NEW mechanisms in bacteria that contribute to antibiotic resistance by rapidly increasing the number of resistance gene copies have been discovered by researchers at Uppsala University, Uppsala, Sweden. The newly discovered mechanisms promote heteroresistance, a phenomenon in which a small fraction of resistant bacteria in a population (around 1 in 100,000 bacteria) coexist with largely susceptible populations. These small, resistant subpopulations can continue to grow despite antibiotic treatment, posing a significant challenge for the treatment of infectious diseases.
The study elucidates the role of plasmids—small, free-standing DNA rings that bacteria use to store genes outside their chromosomes. The researchers discovered two mechanisms by which the number of plasmids carrying resistance genes can multiply up to 90-fold, significantly increasing bacterial resistance. Along with a third known mechanism involving gene amplification, these processes can occur simultaneously within a bacterium, causing a temporary but complex and rapid increase in antibiotic resistance.
“It was completely unknown until now that these mechanisms could promote heteroresistance,” explained Helen Wang, an author of the study. “Our study shows that they can accelerate the selection and growth of resistant bacteria during antibiotic treatment. This study, which partly involved animals, makes it more relevant to understanding these processes in humans.”

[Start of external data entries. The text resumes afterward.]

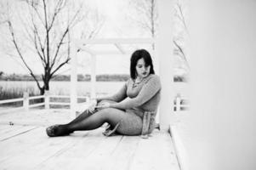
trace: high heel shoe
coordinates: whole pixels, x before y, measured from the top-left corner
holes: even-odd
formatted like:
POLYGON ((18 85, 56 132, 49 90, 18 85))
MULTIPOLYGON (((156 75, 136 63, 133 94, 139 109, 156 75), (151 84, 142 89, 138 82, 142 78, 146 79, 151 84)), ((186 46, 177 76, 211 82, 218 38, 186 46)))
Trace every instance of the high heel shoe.
POLYGON ((46 128, 46 133, 49 137, 69 135, 73 132, 65 129, 63 125, 53 125, 46 128))

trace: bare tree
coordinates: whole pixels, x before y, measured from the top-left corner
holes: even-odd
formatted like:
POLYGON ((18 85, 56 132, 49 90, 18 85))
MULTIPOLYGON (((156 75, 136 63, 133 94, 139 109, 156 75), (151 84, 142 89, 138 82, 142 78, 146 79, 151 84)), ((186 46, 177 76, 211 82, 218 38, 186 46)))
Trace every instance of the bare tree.
MULTIPOLYGON (((11 42, 23 65, 36 81, 40 94, 43 94, 49 89, 50 80, 71 60, 70 34, 85 18, 82 14, 82 4, 77 5, 74 9, 71 8, 74 5, 69 0, 20 0, 16 3, 26 8, 19 18, 21 29, 17 28, 17 19, 9 14, 7 23, 11 42), (20 30, 22 32, 19 34, 20 30), (26 57, 26 50, 42 64, 43 85, 26 57)), ((94 31, 94 29, 90 31, 94 31)))

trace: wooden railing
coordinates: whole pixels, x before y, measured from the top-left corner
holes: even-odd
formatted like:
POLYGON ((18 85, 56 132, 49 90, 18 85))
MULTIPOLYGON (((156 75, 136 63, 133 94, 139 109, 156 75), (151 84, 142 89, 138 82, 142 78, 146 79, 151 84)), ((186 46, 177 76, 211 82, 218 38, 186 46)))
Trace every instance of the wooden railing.
MULTIPOLYGON (((15 102, 23 102, 22 106, 15 107, 15 108, 4 108, 3 110, 0 110, 0 113, 8 112, 8 111, 14 111, 18 110, 29 110, 30 108, 38 107, 44 105, 45 109, 50 109, 50 105, 71 105, 70 102, 55 102, 51 101, 50 99, 70 99, 69 95, 50 95, 48 91, 45 92, 44 95, 39 96, 32 96, 29 97, 27 92, 23 94, 23 98, 14 99, 6 99, 0 100, 0 107, 3 104, 9 103, 15 103, 15 102), (43 101, 37 104, 30 104, 30 100, 43 99, 43 101)), ((89 101, 89 98, 88 96, 78 96, 77 99, 84 99, 86 102, 89 101)), ((185 98, 181 97, 180 95, 177 95, 174 99, 174 111, 182 111, 186 110, 189 108, 189 100, 185 98)))
MULTIPOLYGON (((34 108, 34 107, 38 107, 43 105, 44 105, 45 109, 49 109, 50 105, 71 105, 70 102, 51 101, 51 99, 70 99, 70 98, 71 97, 68 95, 50 95, 48 91, 45 92, 44 95, 29 97, 28 93, 24 92, 23 98, 0 100, 0 107, 1 105, 17 103, 17 102, 22 102, 22 106, 19 106, 15 108, 3 107, 3 109, 0 110, 0 113, 15 111, 19 110, 29 110, 30 108, 34 108), (43 102, 30 104, 30 100, 39 99, 43 99, 43 102)), ((89 101, 89 98, 87 96, 78 96, 77 99, 84 99, 86 102, 89 101)))

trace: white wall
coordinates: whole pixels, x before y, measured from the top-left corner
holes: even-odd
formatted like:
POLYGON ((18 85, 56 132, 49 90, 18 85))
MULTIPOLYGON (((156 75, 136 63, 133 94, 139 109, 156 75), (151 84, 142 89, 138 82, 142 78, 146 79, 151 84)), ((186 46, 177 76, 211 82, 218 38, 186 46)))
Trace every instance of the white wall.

The temporary nature of heteroresistance makes detection challenging during clinical examinations, as resistant bacteria can rapidly revert to susceptibility in the absence of antibiotics. “All three mechanisms are unstable and can quickly revert to sensitivity in the absence of antibiotics,” Wang added. “This makes it more difficult to detect the resistant bacteria during a clinical examination, as they disappear so quickly. Given what we now know, it is important to be able to develop better diagnostic methods that can detect increased antibiotic resistance.”

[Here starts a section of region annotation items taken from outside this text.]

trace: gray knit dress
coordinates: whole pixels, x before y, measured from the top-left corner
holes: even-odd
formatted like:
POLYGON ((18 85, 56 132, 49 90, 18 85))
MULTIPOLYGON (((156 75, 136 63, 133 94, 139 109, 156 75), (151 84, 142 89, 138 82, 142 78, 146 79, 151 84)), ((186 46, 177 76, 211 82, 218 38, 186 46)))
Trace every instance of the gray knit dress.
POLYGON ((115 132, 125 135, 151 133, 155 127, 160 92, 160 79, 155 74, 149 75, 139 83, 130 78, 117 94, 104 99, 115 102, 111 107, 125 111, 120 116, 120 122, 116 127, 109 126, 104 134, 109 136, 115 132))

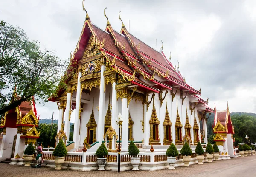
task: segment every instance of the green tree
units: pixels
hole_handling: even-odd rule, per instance
[[[55,147],[56,140],[55,137],[57,135],[58,125],[56,124],[52,125],[48,124],[40,124],[38,130],[40,131],[40,136],[38,141],[42,143],[43,147],[47,147],[49,145],[50,147]]]
[[[0,21],[0,115],[34,96],[47,101],[55,93],[66,62],[39,42],[29,40],[18,26]],[[20,99],[8,104],[11,90],[17,87]]]

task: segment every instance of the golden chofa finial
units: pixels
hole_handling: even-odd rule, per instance
[[[122,22],[122,28],[125,28],[125,25],[124,24],[124,22],[122,22],[122,20],[121,19],[121,17],[120,17],[120,13],[121,12],[121,11],[119,12],[118,14],[119,15],[119,20],[120,22]]]
[[[105,10],[107,9],[107,8],[104,8],[104,17],[105,17],[105,19],[107,19],[107,26],[109,25],[110,25],[110,23],[109,22],[109,21],[108,21],[108,17],[107,17],[107,15],[106,15],[106,12],[105,12]]]
[[[162,47],[161,47],[161,50],[163,50],[163,41],[161,40],[161,42],[162,42]]]
[[[86,9],[85,9],[85,8],[84,8],[84,1],[85,1],[85,0],[83,0],[83,2],[82,2],[82,4],[83,4],[83,10],[85,11],[85,12],[86,12],[86,20],[88,20],[89,19],[89,15],[88,15],[88,13],[87,13]]]

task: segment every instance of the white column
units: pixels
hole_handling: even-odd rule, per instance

The study’s insights are pivotal for understanding the role of bacterial resistance in human health, especially as the research involved both laboratory and animal models, enhancing its relevance to clinical settings. By shedding light on these new mechanisms, this research paves the way for improved diagnostic and treatment strategies to combat antibiotic-resistant infections.
Reference
Nicoloff H et al. Three concurrent mechanisms generate gene copy number variation and transient antibiotic heteroresistance. Nature Communications. 2024;15(1).